NEW: Bhojan (102 Lexington Ave, 212-213-9615) offers strictly vegetarian fare with kosher certification–but no dosas! Instead, we have elegant appointments and an upscale take on food from India's westernmost state of Gujarat, as seen in dishes such as Gujarati kadhi, a bowl of spiced yogurt thickened with chickpea flour poured over rice, simple and delicious, and methi gota, deep-green fritters of fenugreek leaf. Additionally, there are some Punjabi dishes and Mumbai chaats thrown in for good measure at this three-year old, yoga-driven spot, which is my second favorite restaurant in the neighborhood.

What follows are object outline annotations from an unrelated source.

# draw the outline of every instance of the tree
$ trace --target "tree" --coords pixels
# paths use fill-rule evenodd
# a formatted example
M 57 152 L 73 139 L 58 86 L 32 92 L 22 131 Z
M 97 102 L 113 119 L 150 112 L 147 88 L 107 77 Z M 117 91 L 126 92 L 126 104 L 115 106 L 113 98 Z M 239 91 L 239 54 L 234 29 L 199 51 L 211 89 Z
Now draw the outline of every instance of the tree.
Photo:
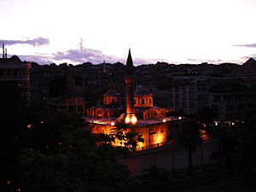
M 121 154 L 124 154 L 125 158 L 136 151 L 139 143 L 144 142 L 144 139 L 142 137 L 142 136 L 139 133 L 135 132 L 132 128 L 129 129 L 117 127 L 113 132 L 114 138 L 119 140 L 119 142 L 122 143 L 122 145 L 118 146 L 117 148 Z
M 151 166 L 149 169 L 143 169 L 143 174 L 141 178 L 145 182 L 168 182 L 168 173 L 167 172 L 155 165 Z
M 219 163 L 224 163 L 224 165 L 229 168 L 235 166 L 237 146 L 237 132 L 224 134 L 219 137 L 218 147 L 217 150 L 211 154 L 211 157 L 218 160 Z
M 117 191 L 129 178 L 109 143 L 97 138 L 76 115 L 55 119 L 59 136 L 46 150 L 23 148 L 18 158 L 23 191 Z M 60 120 L 60 121 L 59 121 Z M 120 191 L 122 191 L 121 189 Z M 125 190 L 125 189 L 124 189 Z
M 209 124 L 213 122 L 216 113 L 208 106 L 200 108 L 195 114 L 196 120 L 201 123 L 204 123 L 207 128 L 208 127 Z
M 183 125 L 180 140 L 188 150 L 188 171 L 192 173 L 192 152 L 196 150 L 197 146 L 201 145 L 202 140 L 200 133 L 200 125 L 195 120 L 187 119 Z

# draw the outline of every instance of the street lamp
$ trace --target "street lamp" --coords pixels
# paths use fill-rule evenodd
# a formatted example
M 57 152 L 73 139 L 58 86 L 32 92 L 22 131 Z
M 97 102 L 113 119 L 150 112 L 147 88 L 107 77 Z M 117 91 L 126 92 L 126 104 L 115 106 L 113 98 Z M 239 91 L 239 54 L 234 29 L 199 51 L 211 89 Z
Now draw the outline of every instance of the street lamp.
M 200 133 L 201 133 L 201 169 L 203 169 L 203 167 L 204 167 L 204 160 L 203 160 L 203 159 L 204 159 L 203 158 L 204 157 L 204 154 L 203 154 L 204 149 L 203 149 L 203 144 L 204 144 L 204 143 L 203 143 L 203 137 L 202 137 L 202 127 L 201 129 Z

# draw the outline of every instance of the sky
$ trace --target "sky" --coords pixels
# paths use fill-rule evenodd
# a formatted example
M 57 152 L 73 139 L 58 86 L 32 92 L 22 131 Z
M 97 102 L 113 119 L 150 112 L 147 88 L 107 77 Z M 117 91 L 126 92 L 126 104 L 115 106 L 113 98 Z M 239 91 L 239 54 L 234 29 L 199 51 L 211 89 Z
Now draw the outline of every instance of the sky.
M 8 56 L 39 64 L 124 63 L 129 48 L 135 65 L 256 58 L 256 0 L 1 0 L 0 8 Z

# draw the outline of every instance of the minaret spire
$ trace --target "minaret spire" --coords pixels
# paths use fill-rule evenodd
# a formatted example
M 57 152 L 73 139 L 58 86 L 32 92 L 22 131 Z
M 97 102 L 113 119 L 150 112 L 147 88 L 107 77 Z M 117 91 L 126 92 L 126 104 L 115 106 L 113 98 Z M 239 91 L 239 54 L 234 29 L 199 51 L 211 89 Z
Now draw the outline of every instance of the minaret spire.
M 133 96 L 133 86 L 134 86 L 134 74 L 133 74 L 133 61 L 131 54 L 131 49 L 129 49 L 128 57 L 126 60 L 126 71 L 125 71 L 125 87 L 126 87 L 126 117 L 125 123 L 136 124 L 137 119 L 135 115 L 134 109 L 134 96 Z
M 3 59 L 4 59 L 4 43 L 3 42 Z

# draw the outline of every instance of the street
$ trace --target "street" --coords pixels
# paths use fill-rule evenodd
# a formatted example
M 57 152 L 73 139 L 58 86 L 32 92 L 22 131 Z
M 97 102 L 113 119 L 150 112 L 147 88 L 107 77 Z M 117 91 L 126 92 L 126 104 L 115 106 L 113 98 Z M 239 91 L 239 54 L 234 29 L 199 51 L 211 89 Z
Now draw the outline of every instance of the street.
M 197 148 L 192 154 L 193 166 L 209 165 L 213 163 L 210 158 L 211 154 L 218 148 L 218 138 L 204 131 L 203 145 Z M 203 153 L 201 154 L 201 149 Z M 201 154 L 202 157 L 201 158 Z M 203 161 L 201 162 L 201 159 Z M 172 143 L 159 149 L 148 149 L 145 152 L 138 152 L 128 159 L 119 159 L 119 162 L 126 165 L 131 176 L 139 176 L 143 170 L 150 168 L 150 166 L 157 166 L 166 171 L 176 171 L 188 167 L 188 153 L 181 143 Z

NEW/OLD: Anjappar (116 Lexington Ave, 212-ANJ-FOOD) is a branch of a restaurant chain that began 45 years ago in India, serving the food of the Chettinars, a group from Chettinad. This place offers a good opportunity to sample some of the meatier fare from South India, available a la carte or in thalis–round metal trays that present a cavalcade of small dishes for munching, spooning, and dipping, served with a multi-layer, buttery parathas. The red awning may remind you of Annapurna, one of the oldest Indian restaurants on the block, which had the same management, but is now kaput. Its spirit lives on.